Almost three quarters of traffic is malicious

Almost three quarters of traffic is malicious

San Francisco, December 7, 2923

According to Arkose Labs, in the first nine months of the year, 73% of web and app traffic was associated with malicious bot activity, including SMS toll fraud, scraping and the creation of fake accounts. The anti-fraud platform identified the travel and hospitality industry as the industry most affected by malicious bots, followed by technology and retail.

Researchers analyzed attacks across three key vectors – simple bots, intelligent bots and human fraud farms – used by fraudsters for attack types such as SMS toll fraud, web scraping, card testing and credential stuffing.

In the first half of 2023 and the third quarter, bots and fraud farms caused billions of attacks and accounted for 73% of all web and app traffic, suggesting that nearly three-quarters of digital traffic is malicious.
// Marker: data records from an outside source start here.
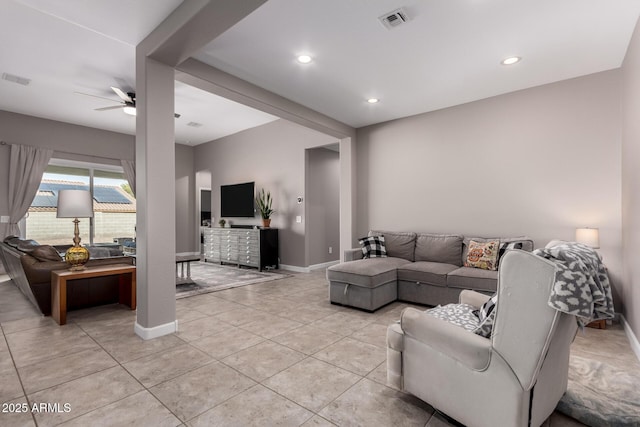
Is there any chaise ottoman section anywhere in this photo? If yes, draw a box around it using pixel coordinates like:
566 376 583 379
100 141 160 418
327 257 411 311
447 267 498 293
398 261 460 305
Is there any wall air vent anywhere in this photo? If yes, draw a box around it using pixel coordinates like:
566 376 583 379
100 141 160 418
2 73 31 86
378 8 409 30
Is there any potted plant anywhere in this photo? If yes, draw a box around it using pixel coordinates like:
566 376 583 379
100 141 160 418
256 188 275 228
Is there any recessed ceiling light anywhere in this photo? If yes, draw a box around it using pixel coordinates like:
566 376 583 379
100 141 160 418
501 56 522 65
123 105 136 116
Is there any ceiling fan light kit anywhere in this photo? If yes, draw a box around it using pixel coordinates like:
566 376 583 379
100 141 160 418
76 86 180 119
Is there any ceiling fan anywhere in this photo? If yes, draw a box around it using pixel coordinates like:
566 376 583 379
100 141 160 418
77 86 180 119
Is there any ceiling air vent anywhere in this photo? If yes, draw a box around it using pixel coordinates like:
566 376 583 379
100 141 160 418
2 73 31 86
378 8 409 30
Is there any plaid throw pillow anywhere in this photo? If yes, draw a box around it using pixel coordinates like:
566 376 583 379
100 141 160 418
473 293 498 338
358 236 387 259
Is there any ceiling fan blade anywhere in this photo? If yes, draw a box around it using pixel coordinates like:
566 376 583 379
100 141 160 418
111 86 133 104
94 105 124 111
73 92 120 103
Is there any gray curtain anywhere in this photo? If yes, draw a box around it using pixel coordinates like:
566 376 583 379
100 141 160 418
3 144 53 238
120 160 136 196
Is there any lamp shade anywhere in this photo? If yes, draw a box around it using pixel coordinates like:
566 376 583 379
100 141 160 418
576 228 600 249
56 190 93 218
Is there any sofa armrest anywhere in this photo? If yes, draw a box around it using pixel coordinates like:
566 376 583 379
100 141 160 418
459 289 491 308
343 248 364 261
387 323 404 390
400 308 492 371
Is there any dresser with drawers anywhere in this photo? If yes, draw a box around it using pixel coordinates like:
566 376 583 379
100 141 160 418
202 227 279 271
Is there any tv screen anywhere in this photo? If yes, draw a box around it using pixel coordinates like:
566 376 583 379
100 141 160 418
220 182 255 218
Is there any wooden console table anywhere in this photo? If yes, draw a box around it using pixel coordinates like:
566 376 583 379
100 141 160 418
51 264 136 325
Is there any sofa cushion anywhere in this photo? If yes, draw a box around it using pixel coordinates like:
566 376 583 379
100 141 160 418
15 239 40 253
327 257 408 288
358 236 387 259
447 267 498 292
464 240 500 270
462 236 533 265
415 233 463 267
369 230 416 261
30 245 62 261
4 236 22 248
398 261 459 286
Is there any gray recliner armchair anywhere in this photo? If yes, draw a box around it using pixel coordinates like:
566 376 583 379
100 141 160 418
387 250 577 427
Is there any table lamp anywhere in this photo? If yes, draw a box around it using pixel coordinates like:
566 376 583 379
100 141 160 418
56 190 93 271
576 228 600 249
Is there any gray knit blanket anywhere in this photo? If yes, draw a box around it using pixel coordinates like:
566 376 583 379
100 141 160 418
533 242 614 325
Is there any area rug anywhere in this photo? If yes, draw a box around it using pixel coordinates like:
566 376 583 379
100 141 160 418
556 356 640 427
176 262 290 299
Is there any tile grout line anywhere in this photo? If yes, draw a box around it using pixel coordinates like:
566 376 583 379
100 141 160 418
0 324 38 427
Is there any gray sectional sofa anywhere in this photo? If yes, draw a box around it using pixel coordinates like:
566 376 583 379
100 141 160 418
327 231 533 311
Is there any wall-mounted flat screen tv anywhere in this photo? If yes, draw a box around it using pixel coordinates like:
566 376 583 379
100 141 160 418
220 182 255 218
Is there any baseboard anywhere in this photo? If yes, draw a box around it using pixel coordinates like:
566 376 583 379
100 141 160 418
278 261 340 273
620 314 640 360
133 319 178 340
309 260 340 271
278 264 311 273
176 252 202 256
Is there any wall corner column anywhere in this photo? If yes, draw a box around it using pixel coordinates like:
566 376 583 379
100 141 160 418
134 52 178 339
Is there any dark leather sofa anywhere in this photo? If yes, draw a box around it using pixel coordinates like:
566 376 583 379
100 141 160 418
0 236 133 316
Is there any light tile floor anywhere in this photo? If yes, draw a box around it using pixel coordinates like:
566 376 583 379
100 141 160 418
0 271 640 427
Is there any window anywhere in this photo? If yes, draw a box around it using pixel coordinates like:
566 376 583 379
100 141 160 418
25 159 136 245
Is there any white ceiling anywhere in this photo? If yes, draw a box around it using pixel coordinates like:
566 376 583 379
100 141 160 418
0 0 640 145
196 0 640 127
0 0 276 145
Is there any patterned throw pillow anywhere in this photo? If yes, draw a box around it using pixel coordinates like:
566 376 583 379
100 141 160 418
425 304 478 331
473 293 498 338
464 240 500 270
358 236 387 259
498 242 522 265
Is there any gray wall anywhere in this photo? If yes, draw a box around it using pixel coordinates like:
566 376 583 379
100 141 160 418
305 148 340 265
175 144 195 253
357 70 622 308
621 18 640 337
194 120 336 267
The total number of bot attacks increased by 167% in the first half of the year, largely due to a significant 291% increase in intelligent bot attacks.

Arkose said two new trends – generative AI and cybercrime-as-a-service (CaaS) – are fueling the rise in attacks. Researchers noted an increase in GenAI use by malicious actors to create compelling content, including phishing emails and dating app scams, while also seeing data scraping bots improve GenAI models.

At the same time, CaaS reduces the barriers to entry for cybercriminals. CaaS providers openly advertise their potentially illegal services, allowing anyone, including non-technical fraudsters, to purchase bots that bypass security measures and carry out large-scale attacks.